Augsburger Allgemeine (Land Nord)
Naturschützer sind verärgert über den Freistaat
Verbände fordern von Ministerpräsident Söder, sein Versprechen einzuhalten. Eine Sparlösung sei falsch
Naturschutzverbände warnen vor einer Sparlösung beim geplanten Artenschutzzentrum des Freistaates in Augsburg. Ministerpräsident Markus Söder müsse seinen Ankündigungen Taten folgen lassen, so die Forderung. Angesichts des anhaltenden dramatischen Artensterbens seien dringend weitere Forschungen zu den Ursachen nötig.
Im April 2018 hatte Ministerpräsident Markus Söder (CSU) in seiner ersten Regierungserklärung verkündet: „Wir bauen das Bayerische Artenschutzzentrum in Augsburg – ergänzend Außenstellen in Laufen für die Artenvielfalt im Alpenbereich und in Veitshöchheim zum Schutz der Bienen.“In Augsburg weckte diese Ankündigung große Erwartungen. Oberbürgermeister Kurt Gribl (CSU) und Umweltreferent Reiner Erben (Grüne) erklärten damals in einer kurzfristig anberaumten Pressekonferenz, die Stadt sei auf die Pläne des Freistaates gut vorbereitet. Sie verwiesen auf die Augsburger Erfolge in der Naturund Landschaftspflege und auf den geplanten Bau eines neuen städtischen Umweltbildungszentrums. Zu diesen Angeboten werde das neue Artenschutzzentrum des Freistaates gut passen, hieß es.

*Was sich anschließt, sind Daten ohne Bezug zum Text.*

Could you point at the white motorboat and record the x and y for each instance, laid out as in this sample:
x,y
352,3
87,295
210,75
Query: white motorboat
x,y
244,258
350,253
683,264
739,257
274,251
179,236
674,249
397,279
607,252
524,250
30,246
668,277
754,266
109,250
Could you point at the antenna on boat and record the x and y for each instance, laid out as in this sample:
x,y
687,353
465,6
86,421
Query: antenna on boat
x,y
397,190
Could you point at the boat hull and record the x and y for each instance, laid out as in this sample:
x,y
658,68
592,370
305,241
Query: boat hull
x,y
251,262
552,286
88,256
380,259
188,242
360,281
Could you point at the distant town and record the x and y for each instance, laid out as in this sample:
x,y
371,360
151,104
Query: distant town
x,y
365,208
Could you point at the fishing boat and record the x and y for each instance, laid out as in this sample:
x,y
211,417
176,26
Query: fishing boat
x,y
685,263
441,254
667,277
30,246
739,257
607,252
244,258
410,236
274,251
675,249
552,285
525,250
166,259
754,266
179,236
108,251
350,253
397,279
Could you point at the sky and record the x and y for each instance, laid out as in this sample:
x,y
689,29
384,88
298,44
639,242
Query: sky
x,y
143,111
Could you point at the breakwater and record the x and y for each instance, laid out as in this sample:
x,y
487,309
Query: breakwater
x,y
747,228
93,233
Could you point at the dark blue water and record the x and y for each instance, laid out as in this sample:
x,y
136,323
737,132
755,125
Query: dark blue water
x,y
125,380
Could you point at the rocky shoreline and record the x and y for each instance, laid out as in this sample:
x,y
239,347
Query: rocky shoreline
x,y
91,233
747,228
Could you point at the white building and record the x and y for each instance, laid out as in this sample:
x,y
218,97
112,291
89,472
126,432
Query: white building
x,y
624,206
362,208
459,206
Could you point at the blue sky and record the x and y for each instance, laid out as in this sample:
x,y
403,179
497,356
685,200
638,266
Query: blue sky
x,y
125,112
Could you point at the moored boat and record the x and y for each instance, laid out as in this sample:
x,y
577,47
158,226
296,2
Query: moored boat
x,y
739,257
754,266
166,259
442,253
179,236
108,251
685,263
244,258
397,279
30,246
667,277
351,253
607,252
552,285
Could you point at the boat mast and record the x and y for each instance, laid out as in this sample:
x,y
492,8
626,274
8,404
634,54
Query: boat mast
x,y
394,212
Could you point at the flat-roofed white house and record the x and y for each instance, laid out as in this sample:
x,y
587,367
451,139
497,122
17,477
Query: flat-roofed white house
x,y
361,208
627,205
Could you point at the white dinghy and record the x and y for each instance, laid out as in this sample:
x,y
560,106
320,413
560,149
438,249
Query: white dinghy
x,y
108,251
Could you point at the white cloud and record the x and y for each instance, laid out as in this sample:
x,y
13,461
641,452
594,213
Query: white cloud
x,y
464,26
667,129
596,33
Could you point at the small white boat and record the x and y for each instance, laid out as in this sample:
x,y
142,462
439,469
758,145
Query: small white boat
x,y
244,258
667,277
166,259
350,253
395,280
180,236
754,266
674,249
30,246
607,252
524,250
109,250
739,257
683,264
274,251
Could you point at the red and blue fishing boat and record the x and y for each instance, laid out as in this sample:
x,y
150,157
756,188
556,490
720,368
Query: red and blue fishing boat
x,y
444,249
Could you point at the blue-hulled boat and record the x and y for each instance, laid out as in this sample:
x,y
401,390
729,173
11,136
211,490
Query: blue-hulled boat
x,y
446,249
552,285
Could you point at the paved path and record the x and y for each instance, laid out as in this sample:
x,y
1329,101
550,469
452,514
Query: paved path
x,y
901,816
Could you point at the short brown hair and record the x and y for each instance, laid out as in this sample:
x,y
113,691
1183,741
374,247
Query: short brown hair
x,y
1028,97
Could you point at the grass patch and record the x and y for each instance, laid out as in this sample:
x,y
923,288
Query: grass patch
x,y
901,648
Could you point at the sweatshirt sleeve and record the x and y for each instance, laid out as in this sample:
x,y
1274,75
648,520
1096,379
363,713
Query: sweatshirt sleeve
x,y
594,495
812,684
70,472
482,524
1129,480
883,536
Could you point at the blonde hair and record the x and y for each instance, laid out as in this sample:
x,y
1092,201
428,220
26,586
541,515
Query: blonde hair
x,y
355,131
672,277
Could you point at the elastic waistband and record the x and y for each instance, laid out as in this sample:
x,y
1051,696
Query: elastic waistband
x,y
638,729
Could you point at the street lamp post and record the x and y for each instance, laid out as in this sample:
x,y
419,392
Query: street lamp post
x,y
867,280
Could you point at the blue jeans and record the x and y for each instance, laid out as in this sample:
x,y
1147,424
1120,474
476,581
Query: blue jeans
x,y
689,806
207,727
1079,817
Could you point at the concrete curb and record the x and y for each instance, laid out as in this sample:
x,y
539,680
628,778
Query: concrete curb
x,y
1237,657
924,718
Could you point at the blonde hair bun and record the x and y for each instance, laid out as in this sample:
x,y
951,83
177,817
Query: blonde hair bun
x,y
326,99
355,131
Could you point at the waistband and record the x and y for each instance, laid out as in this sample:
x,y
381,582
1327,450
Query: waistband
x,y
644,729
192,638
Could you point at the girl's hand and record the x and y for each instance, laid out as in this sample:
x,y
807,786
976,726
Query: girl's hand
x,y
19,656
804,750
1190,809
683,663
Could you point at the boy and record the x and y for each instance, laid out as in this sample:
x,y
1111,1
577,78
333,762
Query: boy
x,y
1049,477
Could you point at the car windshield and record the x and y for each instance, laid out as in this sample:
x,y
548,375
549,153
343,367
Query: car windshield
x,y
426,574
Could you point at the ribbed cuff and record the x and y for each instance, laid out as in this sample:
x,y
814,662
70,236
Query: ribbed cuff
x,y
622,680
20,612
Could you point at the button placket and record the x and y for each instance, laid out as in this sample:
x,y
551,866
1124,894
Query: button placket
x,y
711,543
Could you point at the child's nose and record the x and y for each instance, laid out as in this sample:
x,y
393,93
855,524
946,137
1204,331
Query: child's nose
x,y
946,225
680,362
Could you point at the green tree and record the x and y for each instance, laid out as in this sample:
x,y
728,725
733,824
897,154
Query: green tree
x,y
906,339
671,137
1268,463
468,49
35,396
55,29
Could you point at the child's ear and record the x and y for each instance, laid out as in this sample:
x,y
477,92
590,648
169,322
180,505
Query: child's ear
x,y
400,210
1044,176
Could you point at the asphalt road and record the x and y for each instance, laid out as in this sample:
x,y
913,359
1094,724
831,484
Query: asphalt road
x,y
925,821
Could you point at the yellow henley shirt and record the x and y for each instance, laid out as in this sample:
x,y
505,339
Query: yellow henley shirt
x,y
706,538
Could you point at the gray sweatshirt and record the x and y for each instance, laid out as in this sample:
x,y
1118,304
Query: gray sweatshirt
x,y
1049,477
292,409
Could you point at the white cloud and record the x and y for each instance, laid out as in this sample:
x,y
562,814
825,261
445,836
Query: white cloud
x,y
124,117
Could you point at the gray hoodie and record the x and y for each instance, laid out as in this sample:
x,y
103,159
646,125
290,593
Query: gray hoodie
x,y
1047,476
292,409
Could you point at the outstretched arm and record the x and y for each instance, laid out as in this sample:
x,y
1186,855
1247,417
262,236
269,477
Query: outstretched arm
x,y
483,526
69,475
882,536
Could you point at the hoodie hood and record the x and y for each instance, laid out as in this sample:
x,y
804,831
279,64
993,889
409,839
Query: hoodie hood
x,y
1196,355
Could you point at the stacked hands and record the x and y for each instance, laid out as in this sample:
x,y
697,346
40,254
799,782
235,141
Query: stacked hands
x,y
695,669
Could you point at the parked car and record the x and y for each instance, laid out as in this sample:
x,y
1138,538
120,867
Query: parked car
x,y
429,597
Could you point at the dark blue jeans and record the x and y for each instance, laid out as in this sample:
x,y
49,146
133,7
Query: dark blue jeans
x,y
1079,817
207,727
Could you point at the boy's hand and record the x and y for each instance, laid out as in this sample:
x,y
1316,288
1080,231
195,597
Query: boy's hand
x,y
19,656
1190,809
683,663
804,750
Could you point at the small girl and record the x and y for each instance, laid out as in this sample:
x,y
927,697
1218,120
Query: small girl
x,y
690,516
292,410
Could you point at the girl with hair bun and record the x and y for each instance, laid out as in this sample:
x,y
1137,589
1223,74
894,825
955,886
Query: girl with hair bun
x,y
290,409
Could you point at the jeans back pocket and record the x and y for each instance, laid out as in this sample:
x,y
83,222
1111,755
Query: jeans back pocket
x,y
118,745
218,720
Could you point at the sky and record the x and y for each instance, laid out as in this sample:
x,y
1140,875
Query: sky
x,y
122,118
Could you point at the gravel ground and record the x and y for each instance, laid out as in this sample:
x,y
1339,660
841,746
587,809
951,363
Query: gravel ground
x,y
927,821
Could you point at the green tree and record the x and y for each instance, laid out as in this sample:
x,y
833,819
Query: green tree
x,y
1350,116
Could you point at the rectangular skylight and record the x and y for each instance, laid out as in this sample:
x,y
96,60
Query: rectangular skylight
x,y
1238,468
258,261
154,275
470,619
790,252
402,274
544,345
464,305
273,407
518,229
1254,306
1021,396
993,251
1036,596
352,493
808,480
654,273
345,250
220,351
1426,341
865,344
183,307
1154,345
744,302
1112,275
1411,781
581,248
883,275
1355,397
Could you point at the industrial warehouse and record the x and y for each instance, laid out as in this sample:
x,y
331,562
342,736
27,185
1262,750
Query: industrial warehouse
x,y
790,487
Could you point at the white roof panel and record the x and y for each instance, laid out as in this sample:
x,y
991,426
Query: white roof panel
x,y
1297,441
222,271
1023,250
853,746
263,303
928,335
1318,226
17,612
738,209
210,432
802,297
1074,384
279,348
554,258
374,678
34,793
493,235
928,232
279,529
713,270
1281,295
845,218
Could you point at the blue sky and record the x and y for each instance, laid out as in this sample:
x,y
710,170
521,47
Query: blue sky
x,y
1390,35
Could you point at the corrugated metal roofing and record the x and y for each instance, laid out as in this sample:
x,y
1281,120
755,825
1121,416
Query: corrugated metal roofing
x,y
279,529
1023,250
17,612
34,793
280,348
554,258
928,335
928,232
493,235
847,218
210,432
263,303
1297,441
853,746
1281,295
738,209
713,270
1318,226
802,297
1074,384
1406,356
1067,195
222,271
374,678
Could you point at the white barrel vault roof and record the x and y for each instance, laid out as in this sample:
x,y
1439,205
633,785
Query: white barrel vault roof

Doch nun soll von den Plänen nicht mehr viel übrig bleiben. Umweltminister Thorsten Glauber (Freie Wähler) hatte kürzlich bestätigt, das Artenschutzzentrum werde nach neuen Planungen deutlich kleiner. Statt 50 soll es zunächst nur 25 Stellen für Wissenschaftler geben. Von Investitionen im Umfang von zehn Millionen Euro ist nicht mehr die Rede. Aktuell seien im Doppelhaushalt für die Jahre 2019 und 2020 1,9 Millionen eingeplant. Außerdem äußerte Glauber Zweifel am wissenschaftlich ausgerichteten Konzept seines Vorgängers Marcel Huber (CSU). Er wolle den Artenschutz mehr in den Regionen verankern. Die Sparpläne der Staatsregierung beim Augsburger Artenschutzzentrum sorgen bei Naturschutzverbänden für viel Kritik. Martin Trapp vom Landesbund für Vogelschutz in Augsburg sagt, „Ministerpräsident Söder hat scheinbar sein Herz für die Artenvielfalt entdeckt. Doch nun müssen den Sprüchen auch Taten folgen“. Wenn nicht wissenschaftliche Grundlagen geschaffen würden, sei es leicht, für das Artensterben immer nur die anderen verantwortlich zu machen.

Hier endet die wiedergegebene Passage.